After decrypting those values we have byte array.
Example:
Counter plain text value: 10000 decimal
In the case that this value is encrypted and later decrypted what should we expect?
Byte content 0x27 0x10 or 0x01 0x00 0x00 or something else?
1. Byte content 0x27 0x10 is interpreted as 10000 decimal if this bytes are interpreted as binary data (Big endian).
2. Byte content 0x01 0x00 0x00 is interpreted as 10000 decimal if this bytes are interpreted as hex data (Big endian).
Each hex digit will be mapped to a resulting decimal digit. From my point of view this way is a bit confusing.
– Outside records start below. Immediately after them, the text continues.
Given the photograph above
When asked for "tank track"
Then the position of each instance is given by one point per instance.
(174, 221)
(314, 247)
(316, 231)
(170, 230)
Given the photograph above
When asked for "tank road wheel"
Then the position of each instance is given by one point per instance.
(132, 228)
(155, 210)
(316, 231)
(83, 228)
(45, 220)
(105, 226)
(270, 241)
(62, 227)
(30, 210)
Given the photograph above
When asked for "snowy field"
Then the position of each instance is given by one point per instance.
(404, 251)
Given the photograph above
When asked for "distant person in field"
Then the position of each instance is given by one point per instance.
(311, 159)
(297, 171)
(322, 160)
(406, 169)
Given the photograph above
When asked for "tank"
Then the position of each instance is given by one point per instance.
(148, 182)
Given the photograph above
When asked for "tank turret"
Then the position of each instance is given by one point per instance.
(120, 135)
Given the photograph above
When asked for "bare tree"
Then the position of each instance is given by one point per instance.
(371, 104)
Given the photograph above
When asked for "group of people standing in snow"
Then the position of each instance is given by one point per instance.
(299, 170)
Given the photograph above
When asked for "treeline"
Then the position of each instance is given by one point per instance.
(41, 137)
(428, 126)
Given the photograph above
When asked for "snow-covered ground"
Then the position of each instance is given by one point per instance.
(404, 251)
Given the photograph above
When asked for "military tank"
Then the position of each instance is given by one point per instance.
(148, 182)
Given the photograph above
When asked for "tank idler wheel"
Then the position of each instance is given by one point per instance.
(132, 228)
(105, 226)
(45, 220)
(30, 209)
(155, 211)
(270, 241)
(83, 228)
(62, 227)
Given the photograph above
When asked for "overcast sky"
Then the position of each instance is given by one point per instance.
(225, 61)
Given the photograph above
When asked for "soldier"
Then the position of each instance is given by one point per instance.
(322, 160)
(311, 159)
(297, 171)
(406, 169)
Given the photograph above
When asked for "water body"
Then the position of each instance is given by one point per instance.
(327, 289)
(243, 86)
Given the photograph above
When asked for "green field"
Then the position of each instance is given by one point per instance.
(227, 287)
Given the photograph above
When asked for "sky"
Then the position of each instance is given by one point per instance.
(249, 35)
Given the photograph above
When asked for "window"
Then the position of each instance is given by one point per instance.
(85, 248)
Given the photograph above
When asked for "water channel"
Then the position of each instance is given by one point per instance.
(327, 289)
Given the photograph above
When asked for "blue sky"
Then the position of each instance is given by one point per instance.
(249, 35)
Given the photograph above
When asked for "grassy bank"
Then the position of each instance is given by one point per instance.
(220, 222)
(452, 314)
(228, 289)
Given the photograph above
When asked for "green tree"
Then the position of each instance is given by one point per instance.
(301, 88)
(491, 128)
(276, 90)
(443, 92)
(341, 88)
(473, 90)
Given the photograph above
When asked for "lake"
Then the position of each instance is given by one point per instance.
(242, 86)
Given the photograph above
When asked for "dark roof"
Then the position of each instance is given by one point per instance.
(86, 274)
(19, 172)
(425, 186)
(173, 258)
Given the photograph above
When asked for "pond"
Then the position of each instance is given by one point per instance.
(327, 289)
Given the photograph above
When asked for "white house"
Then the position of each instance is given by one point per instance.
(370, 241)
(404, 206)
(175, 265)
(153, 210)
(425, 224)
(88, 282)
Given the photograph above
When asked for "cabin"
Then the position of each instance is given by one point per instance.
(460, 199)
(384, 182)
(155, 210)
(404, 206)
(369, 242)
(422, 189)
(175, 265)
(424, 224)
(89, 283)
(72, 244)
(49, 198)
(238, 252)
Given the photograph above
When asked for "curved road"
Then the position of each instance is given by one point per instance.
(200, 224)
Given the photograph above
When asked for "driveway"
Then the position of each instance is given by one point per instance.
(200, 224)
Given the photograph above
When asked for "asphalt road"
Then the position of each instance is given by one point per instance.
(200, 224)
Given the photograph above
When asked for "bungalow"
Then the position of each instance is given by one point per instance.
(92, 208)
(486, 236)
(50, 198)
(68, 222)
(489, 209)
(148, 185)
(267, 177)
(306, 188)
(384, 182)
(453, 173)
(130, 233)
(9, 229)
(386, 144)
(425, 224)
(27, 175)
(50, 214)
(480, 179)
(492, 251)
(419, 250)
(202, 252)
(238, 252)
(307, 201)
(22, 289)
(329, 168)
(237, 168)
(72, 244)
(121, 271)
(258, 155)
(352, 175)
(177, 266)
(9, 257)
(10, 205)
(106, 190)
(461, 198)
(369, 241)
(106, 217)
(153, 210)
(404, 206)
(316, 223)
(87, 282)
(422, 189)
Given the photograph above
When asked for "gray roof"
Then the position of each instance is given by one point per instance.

My proposal to solve this issue is described in 1.
Errata ID: 4643
Status: Reported
Type: Technical
Publication Format(s) : TEXT
Reported By: Arthur de Jong
Date Reported: 2016-03-19
Section 4.3.4 says:
... 'CheckDigit': This attribute indicates whether a device needs to check the appended Luhn check digit, as defined in [ISOIEC7812], contained in a challenge. ... 'CheckDigit': This attribute indicates whether the device needs to append a Luhn check digit, as defined in [ISOIEC7812], to the response. ...
It should say:
... 'CheckDigits': This attribute indicates whether a device needs to check the appended Luhn check digit, as defined in [ISOIEC7812], contained in a challenge. ... 'CheckDigits': This attribute indicates whether the device needs to append a Luhn check digit, as defined in [ISOIEC7812], to the response. ...
Notes:
The text notes the singular CheckDigit while the schema specifies the plural CheckDigits. Either the text or the schema should be changed. Some implementations in the while seem to use the plural form.
Errata ID: 5034
Status: Reported
Type: Editorial
Publication Format(s) : TEXT
Reported By: Arthur de Jong
Date Reported: 2017-06-08
Section 6.1 says:
Camellia128 | http://www.w3.org/2001/04/xmldsig-more#camellia128 Camellia192 | http://www.w3.org/2001/04/xmldsig-more#camellia192 Camellia256 | http://www.w3.org/2001/04/xmldsig-more#camellia256
It should say:
Camellia128-CBC| http://www.w3.org/2001/04/xmldsig-more#camellia128-cbc Camellia192-CBC| http://www.w3.org/2001/04/xmldsig-more#camellia192-cbc Camellia256-CBC| http://www.w3.org/2001/04/xmldsig-more#camellia256-cbc
Notes:
The original URIs are not defined in RFC 4051 but the URIs with -cbc appended are which and those are what was probably meant.
Errata ID: 7006
Status: Reported
Type: Editorial
Publication Format(s) : TEXT
Reported By: Flavio Poletti
Date Reported: 2022-06-26
Section 4.1 says:
ValueMAC: The <ValueMAC> element is populated with a Message Authentication Code (MAC) generated from the encrypted value in case the encryption algorithm does not support integrity checks. The example shown in Figure 2 illustrates the usage of the <Data> element with two child elements, namely <Secret> and <Counter>. Both elements carry a plaintext value within the <PlainValue> child element.
It should say:
ValueMAC: The <ValueMAC> element is populated with a Message Authentication Code (MAC) generated from the encrypted value in case the encryption algorithm does not support integrity checks. The example shown in Figure 2 illustrates the usage of the <Data> element with one child element <Secret>. This element carries a plaintext value within the <PlainValue> child element.
Notes:
There are two issues:
- the comment about the example should be in a standalone paragraph and not as a continuation of the explanation for ValueMAC
- the example in Figure 2 does *not* include <Counter>. The correction might be done to Figure 2, adding an XML fragment for <Counter> inside <Data>.